Hello, the other day I tried to upgrade my system from 19.04 to 19.10 beta. Having already chromium in my system the upgrade was ok until chromium package was about to be installed. It required snap, since the new chromium is not installed as a pure deb package any more. Knowing earlier, I would uninstall the aforementioned package first and then try the installation. Instead, I finished the installation using synaptic package manager since both command line (just the upgrade command) and software upgrader did not do the job. In the meantime I tried to uninstall chromium in the middle of the upgrade process, yet having already downloaded chromium snap, still I had complaints from command line. Luckily synaptic got the job done. Regards!
https://discourse.ubuntu.com/t/call-...ansition/11179 is the best place to report upgrade issues that affect the Chromium browser.

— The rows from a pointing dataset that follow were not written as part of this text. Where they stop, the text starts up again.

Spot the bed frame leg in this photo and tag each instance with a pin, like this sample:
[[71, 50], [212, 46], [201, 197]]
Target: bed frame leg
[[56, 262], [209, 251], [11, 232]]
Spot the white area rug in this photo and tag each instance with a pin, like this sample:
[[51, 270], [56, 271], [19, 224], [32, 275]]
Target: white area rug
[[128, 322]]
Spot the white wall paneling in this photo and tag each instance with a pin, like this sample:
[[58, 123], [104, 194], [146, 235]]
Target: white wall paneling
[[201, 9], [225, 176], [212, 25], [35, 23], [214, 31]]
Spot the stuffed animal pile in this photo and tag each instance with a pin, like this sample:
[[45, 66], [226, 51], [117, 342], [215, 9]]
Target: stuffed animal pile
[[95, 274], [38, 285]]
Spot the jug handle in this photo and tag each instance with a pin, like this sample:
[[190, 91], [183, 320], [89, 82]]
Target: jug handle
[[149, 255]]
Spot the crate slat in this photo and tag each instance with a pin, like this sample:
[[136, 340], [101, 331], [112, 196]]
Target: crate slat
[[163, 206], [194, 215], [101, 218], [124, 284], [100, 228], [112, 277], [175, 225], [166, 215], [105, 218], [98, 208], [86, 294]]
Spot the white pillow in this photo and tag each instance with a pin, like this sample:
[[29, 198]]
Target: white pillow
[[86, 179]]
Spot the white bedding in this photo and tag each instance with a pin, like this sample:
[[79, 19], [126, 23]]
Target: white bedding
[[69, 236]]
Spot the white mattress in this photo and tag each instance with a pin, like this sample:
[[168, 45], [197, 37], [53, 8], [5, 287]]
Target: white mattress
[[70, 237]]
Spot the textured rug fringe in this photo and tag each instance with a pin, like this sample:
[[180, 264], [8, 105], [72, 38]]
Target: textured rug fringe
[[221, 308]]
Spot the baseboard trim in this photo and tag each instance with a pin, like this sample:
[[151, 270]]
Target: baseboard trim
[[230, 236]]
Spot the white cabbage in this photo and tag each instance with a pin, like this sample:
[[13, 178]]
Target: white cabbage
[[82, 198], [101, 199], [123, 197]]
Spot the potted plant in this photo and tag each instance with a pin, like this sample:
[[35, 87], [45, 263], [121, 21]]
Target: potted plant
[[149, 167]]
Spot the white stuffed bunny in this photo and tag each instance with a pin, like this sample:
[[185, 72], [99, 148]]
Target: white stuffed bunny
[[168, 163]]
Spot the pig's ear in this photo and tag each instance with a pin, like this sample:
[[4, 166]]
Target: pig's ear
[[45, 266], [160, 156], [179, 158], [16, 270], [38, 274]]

I upgraded a machine that has Chromium, though it did require the same removal of the deb and installation via snap, it didn't cause any issues with the upgrade.
Cheers & Beers, uRock [SIGPIC][/SIGPIC]
Hello, Originally Posted by uRock I upgraded a machine that has Chromium, though it did require the same removal of the deb and installation via snap, it didn't cause any issues with the upgrade. I do not know if my issue has to do with the fact that I was using developers' kernel in the first place. Every time I was issuing the command: sudo do-release-upgrade -d I was able to see that installation proceeded till chromium installation. The real problem was that instead of bypassing the installation of chromium, it stopped completely the installation without installing the rest of the packages, including the updated kernel. I do not remember the exact error I was getting, apart from the fact that the upgrade was interrupted. While the upgrade was incomplete, I thought at that time that it was a bad idea to restart my computer, so I tried the software updater which caused packages to download anew and which, in the end, had the same result. Since chromium seemed to be the issue, I opened synaptic and removed it. In between I had run sudo apt update, which seemed to be a bad idea since it downloaded more "updated" packages and at some point I had lost also the ability to open a terminal, because of the half-finished upgrade process. As a result I updated all packages from synaptic. In the end I saw that new kernel was installed and then I rebooted my system. Which was working after the reboot. Just to point that I did not use snap packages at that time, so during the upgrade it was trying to download these ones as well. It might be also a reason for the lengthy upgrade. Regards!
Thanks for the info. I wouldn't have thought to give the software updater the chance to fix it.